Consider using a cultural heritage specific format for linked data. Possible candidate formats,
ones based on: EDM, CIDOC CRM, and LIDO.

RDF serialisations to publish

On the basis of the common practice it is advised that to:

Publish the linked data in the RDF/XML and N-Triples serialisations.

How to link the package into The Cloud

One issue that was brought out by discussions of the WP 2 Working Group was: Which are the „trusted‟
packages in The Cloud? A measure of trust is if one knows the publisher of a package. This type of
linking seems to be very common in all parts of The Cloud and leads to the formation of mini-clouds of
interlinked packages. There seems to be a cultural heritage mini-cloud forming. A possible reason for this formation is the Europeana initiative.

Other very important issues are:

  • The identification of resources. Are the identifiers you use compatible with the identifiers used in a potential package to link to;
  • How compatible are the semantics of the packages. For example, if one wishes to identify
    „personas‟ (public identities), is that the same as FOAF, which says it identifies people.
  • A package has to be accessible to queries of it.

Therefore we advise:

  • Link to packages, of a general nature, which are often linked to: DBpedia; GeoNames Semantic Web; national sources of terminology (e.g. UK Postcodes);
  • Link to known packages in the cultural heritage, e.g.: Library of Congress Subject Headings; VIAF: The Virtual International Authority File; and Dewey Decimal Classification);
  • Provide a SPARQL endpoint to the package.

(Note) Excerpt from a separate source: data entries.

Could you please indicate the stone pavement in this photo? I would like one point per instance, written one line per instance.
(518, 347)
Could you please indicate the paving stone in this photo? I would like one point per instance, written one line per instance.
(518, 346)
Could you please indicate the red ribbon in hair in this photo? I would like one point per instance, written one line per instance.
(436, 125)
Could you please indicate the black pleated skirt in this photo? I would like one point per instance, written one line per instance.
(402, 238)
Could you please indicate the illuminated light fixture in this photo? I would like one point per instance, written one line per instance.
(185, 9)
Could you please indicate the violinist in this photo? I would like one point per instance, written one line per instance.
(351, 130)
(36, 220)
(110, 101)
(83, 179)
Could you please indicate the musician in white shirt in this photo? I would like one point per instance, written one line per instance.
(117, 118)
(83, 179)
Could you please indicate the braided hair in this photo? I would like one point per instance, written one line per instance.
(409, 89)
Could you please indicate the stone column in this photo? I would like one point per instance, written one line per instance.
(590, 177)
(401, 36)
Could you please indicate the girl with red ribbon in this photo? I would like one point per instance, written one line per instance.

Obviously the final task is to make an entry for the package into The Data Hub registry!

CONTRIBUTING TO EUROPEANA

In the context of the Linked Heritage project (or any Europeana Group project) the requirements of
Europeana are important as they will be publishing the metadata that it has aggregated as linked data.

From December 2011 contribution of metadata will be governed by the Europeana Data Exchange
Agreement45. Metadata aggregated before this date will have to conform to this by the end of June 2012 at the latest.

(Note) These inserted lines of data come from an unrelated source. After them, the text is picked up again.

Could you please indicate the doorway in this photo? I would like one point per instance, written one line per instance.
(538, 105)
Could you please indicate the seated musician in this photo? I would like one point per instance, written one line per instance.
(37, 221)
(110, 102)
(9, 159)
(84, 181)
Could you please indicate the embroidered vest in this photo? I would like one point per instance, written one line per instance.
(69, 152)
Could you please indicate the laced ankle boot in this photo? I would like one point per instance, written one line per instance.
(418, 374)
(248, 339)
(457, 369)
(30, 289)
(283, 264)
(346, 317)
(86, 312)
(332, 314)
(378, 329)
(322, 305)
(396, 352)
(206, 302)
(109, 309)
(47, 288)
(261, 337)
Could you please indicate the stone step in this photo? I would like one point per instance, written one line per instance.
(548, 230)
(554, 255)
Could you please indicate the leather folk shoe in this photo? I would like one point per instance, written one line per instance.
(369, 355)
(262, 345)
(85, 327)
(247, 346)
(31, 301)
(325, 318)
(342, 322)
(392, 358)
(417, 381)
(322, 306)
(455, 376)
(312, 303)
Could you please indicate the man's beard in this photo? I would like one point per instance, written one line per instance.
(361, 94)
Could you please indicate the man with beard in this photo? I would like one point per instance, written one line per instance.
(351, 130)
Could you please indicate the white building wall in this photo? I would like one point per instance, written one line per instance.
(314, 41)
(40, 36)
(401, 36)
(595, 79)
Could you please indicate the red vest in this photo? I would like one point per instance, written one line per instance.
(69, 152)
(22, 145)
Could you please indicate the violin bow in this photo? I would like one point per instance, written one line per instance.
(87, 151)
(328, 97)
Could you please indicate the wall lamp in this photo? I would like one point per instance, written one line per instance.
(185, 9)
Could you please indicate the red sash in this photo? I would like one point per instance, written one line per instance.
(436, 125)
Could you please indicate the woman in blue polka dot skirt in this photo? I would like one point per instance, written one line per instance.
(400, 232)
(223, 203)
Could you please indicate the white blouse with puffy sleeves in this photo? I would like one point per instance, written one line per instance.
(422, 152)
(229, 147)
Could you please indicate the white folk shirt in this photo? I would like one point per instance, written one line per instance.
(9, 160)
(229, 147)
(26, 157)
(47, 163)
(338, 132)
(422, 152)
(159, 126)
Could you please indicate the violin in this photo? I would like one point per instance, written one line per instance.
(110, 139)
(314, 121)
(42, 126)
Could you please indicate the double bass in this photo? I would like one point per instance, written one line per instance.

It is worth stating those requirements as they impact on providers:

Licensing requirements

Europeana wishes to publish providers‟ metadata as linked data using the CC0 licence. As mentioned
above this means that any use of the metadata, including commercial use, is possible. Also the use does not require attribution.

If a provider intends to publish their metadata, e.g. as linked data, with the CC0 licence then there are no difficulties and they can easily sign the agreement without difficulty.
However this situation seems, from the Linked Heritage partners‟ survey, to be not common. The result is that providers to Europeana have two options:

  1. Remove all their metadata from Europeana.
  2. Only give Europeana the metadata that agree to publish under the CC0 licence.

Option 1 is a difficult option to take, both reputational and sometimes contractually. Partners may have
contractual obligations with the Commission which means they must give metadata to Europeana.

Option 2 is more attractive, but providers should be aware that the Agreement requires that metadata
supplied to Europeana must conform to their published metadata specifications.